03/02/2026 - Edición Nº1092

Política

Fraude en PAMI

PAMI bajo la lupa: órdenes truchas, recetas falsas y un esquema que salpica a muchos

03/02/2026 | Las investigaciones internas revelaron volúmenes de atención incompatibles con la capacidad real de los prestadores. Ya hay sanciones, sumarios y denuncias penales en curso.



Las auditorías internas del PAMI encendieron todas las alarmas dentro del sistema de salud de los jubilados al detectar prácticas médicas directamente incompatibles con cualquier parámetro laboral, técnico o humano razonable. Los relevamientos, realizados en áreas sensibles como cardiología y gastroenterología, expusieron esquemas de facturación que sugieren maniobras de fraude sistemático contra la obra social más grande del país.

Uno de los casos más llamativos se registró en gastroenterología: un prestador con apenas dos quirófanos declaró haber realizado 283 prácticas en solo cinco horas, correspondientes a 95 pacientes distintos, un volumen que, según los auditores, excede de manera grosera la capacidad operativa del establecimiento y no puede ser explicado por ninguna lógica sanitaria.

En cardiología, los hallazgos fueron aún más escandalosos. Prestadores contratados como personas físicas transmitieron 689 órdenes médicas electrónicas en un solo día, vinculadas a 326 pacientes distintos. Considerando un tiempo promedio de atención de entre 15 y 20 minutos por paciente, esa carga implicaría jornadas laborales de entre 81 y 108 horas diarias, algo materialmente imposible.

Las auditorías también detectaron turnos asignados en simultáneo al mismo profesional para distintas prácticas, emisión múltiple de órdenes desde un mismo usuario y el uso compartido de credenciales para manipular el sistema de trazabilidad. En numerosos casos, los jubilados figuraban como atendidos sin haber recibido nunca la consulta, el tratamiento o el medicamento facturado.

Estas irregularidades se suman a denuncias ya impulsadas por la conducción del organismo, encabezada por Esteban Leguízamo, que incluyen sobrefacturación, recetas electrónicas falsas, órdenes médicas truchas y uso indebido de datos personales de afiliados.

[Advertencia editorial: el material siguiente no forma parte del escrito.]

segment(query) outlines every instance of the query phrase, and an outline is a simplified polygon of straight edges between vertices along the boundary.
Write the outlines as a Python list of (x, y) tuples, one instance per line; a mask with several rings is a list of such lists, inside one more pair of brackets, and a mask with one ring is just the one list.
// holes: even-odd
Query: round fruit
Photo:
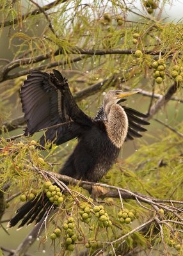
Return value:
[(164, 70), (164, 67), (163, 65), (160, 65), (157, 67), (157, 68), (159, 71), (163, 71)]
[(70, 252), (74, 251), (74, 244), (68, 244), (68, 245), (67, 246), (67, 250), (68, 251), (70, 251)]
[(183, 78), (181, 76), (179, 75), (175, 77), (175, 80), (176, 80), (176, 82), (182, 82), (183, 80)]
[(67, 220), (68, 223), (72, 223), (74, 221), (74, 218), (72, 217), (69, 217)]
[(62, 196), (60, 196), (58, 199), (58, 202), (59, 202), (59, 204), (62, 203), (63, 201), (63, 197)]
[(137, 50), (135, 52), (134, 55), (136, 58), (140, 58), (143, 55), (142, 51), (140, 50)]
[(173, 67), (173, 70), (179, 71), (179, 68), (178, 65), (175, 65), (175, 66)]
[(54, 233), (52, 233), (52, 234), (50, 235), (50, 238), (51, 238), (52, 240), (56, 239), (56, 234), (54, 234)]
[(66, 230), (67, 229), (68, 229), (68, 225), (67, 223), (63, 223), (63, 228)]
[(158, 65), (163, 65), (164, 63), (164, 60), (163, 59), (159, 59), (157, 63)]
[(65, 244), (71, 244), (72, 243), (72, 239), (70, 237), (68, 237), (67, 238), (66, 241), (65, 241)]
[(175, 78), (177, 76), (179, 75), (179, 73), (176, 70), (173, 70), (171, 72), (171, 76), (172, 76), (172, 77)]
[(157, 61), (154, 61), (152, 65), (154, 67), (154, 68), (156, 69), (158, 67)]
[(107, 217), (106, 217), (105, 215), (102, 215), (100, 216), (100, 217), (99, 218), (99, 220), (102, 222), (104, 222), (106, 221), (107, 220)]
[(55, 228), (54, 232), (56, 234), (57, 236), (60, 236), (61, 234), (61, 230), (60, 228)]
[(159, 76), (155, 79), (155, 81), (156, 81), (156, 83), (157, 83), (158, 84), (161, 84), (161, 83), (163, 82), (163, 78), (161, 77), (160, 76)]
[(147, 9), (147, 12), (148, 12), (149, 14), (152, 14), (152, 13), (153, 13), (153, 9), (152, 9), (152, 8), (148, 8), (148, 9)]
[(127, 224), (129, 224), (129, 223), (130, 223), (131, 222), (131, 219), (130, 218), (127, 218), (125, 220), (125, 223), (126, 223)]
[(54, 191), (55, 190), (55, 187), (54, 187), (54, 186), (51, 185), (51, 186), (49, 187), (49, 190), (51, 192)]

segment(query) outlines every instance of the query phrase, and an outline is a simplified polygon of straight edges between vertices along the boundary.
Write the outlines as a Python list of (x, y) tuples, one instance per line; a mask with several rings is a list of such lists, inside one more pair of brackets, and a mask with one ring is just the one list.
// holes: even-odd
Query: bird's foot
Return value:
[(99, 186), (92, 186), (92, 198), (96, 198), (106, 194), (108, 192), (104, 188)]

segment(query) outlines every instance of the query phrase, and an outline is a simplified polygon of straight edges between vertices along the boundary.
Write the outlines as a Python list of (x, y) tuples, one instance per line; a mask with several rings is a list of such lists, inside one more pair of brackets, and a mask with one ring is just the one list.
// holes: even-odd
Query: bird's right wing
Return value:
[(40, 144), (50, 141), (60, 145), (82, 132), (82, 125), (91, 125), (91, 119), (77, 106), (67, 81), (58, 70), (54, 74), (33, 71), (24, 81), (20, 91), (21, 102), (27, 122), (25, 135), (48, 129)]

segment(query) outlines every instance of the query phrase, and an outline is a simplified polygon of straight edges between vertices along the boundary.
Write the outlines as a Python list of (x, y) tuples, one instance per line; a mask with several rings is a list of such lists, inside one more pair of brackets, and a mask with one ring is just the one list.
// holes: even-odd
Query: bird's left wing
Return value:
[(20, 91), (22, 110), (27, 122), (26, 136), (42, 129), (67, 123), (48, 129), (40, 139), (42, 145), (47, 140), (58, 145), (70, 140), (77, 136), (82, 118), (84, 123), (90, 122), (76, 104), (67, 80), (58, 70), (53, 72), (49, 74), (33, 71)]

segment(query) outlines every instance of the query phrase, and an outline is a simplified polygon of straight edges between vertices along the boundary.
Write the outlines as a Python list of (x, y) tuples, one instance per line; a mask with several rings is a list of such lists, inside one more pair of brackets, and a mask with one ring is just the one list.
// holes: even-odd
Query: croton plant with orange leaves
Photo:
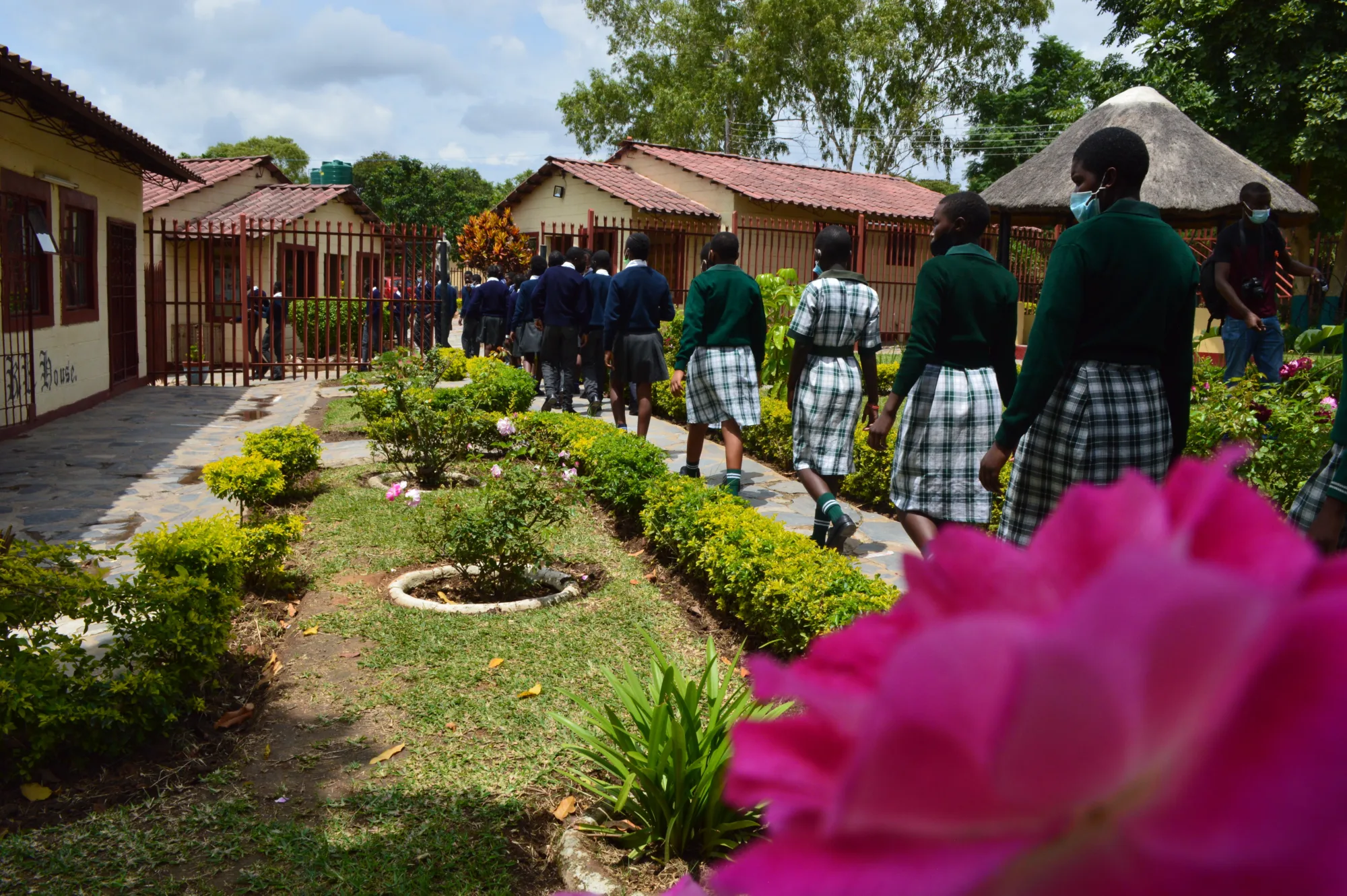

Las maniobras, según los informes internos, habrían generado un perjuicio millonario al Estado.

Las actuaciones derivaron en sumarios administrativos, sanciones, bajas de prestadores y denuncias penales ante la Justicia federal bajo la hipótesis de defraudación contra la administración pública. Las causas siguen en investigación y el monto total del daño económico aún está en proceso de cuantificación.

Como parte del endurecimiento de controles, el PAMI implementó un nuevo esquema de fiscalización que incluye monitoreo permanente de umbrales prestacionales, uso obligatorio del turnero digital, auditorías continuas según la capacidad declarada de cada prestador, cruce de datos para detectar patrones irregulares y penalizaciones automáticas ante excedentes injustificados.

Desde el organismo insisten en que el objetivo no es recortar prestaciones, sino cerrar los canales históricos de fraude y garantizar que los recursos del sistema lleguen efectivamente a los jubilados, en una de las cajas más sensibles del Estado.

Una caja histórica bajo la lupa judicial

Las auditorías actuales se inscriben en un proceso más amplio de revisión del sistema iniciado en 2024, que ya había expuesto negocios concentrados y prácticas cartelizadas en rubros sensibles como la provisión de pañales. En ese marco, el PAMI eliminó la modalidad de retiro por farmacia y avanzó hacia licitaciones públicas centralizadas, con un ahorro estimado de $5.000 millones anuales.

Con causas judiciales abiertas, controles reforzados y prestadores bajo investigación, la gestión de Leguízamo busca desarmar estructuras enquistadas desde gestiones anteriores y recuperar la trazabilidad de un sistema históricamente opaco, donde durante años se facturó sin control a costa de los jubilados.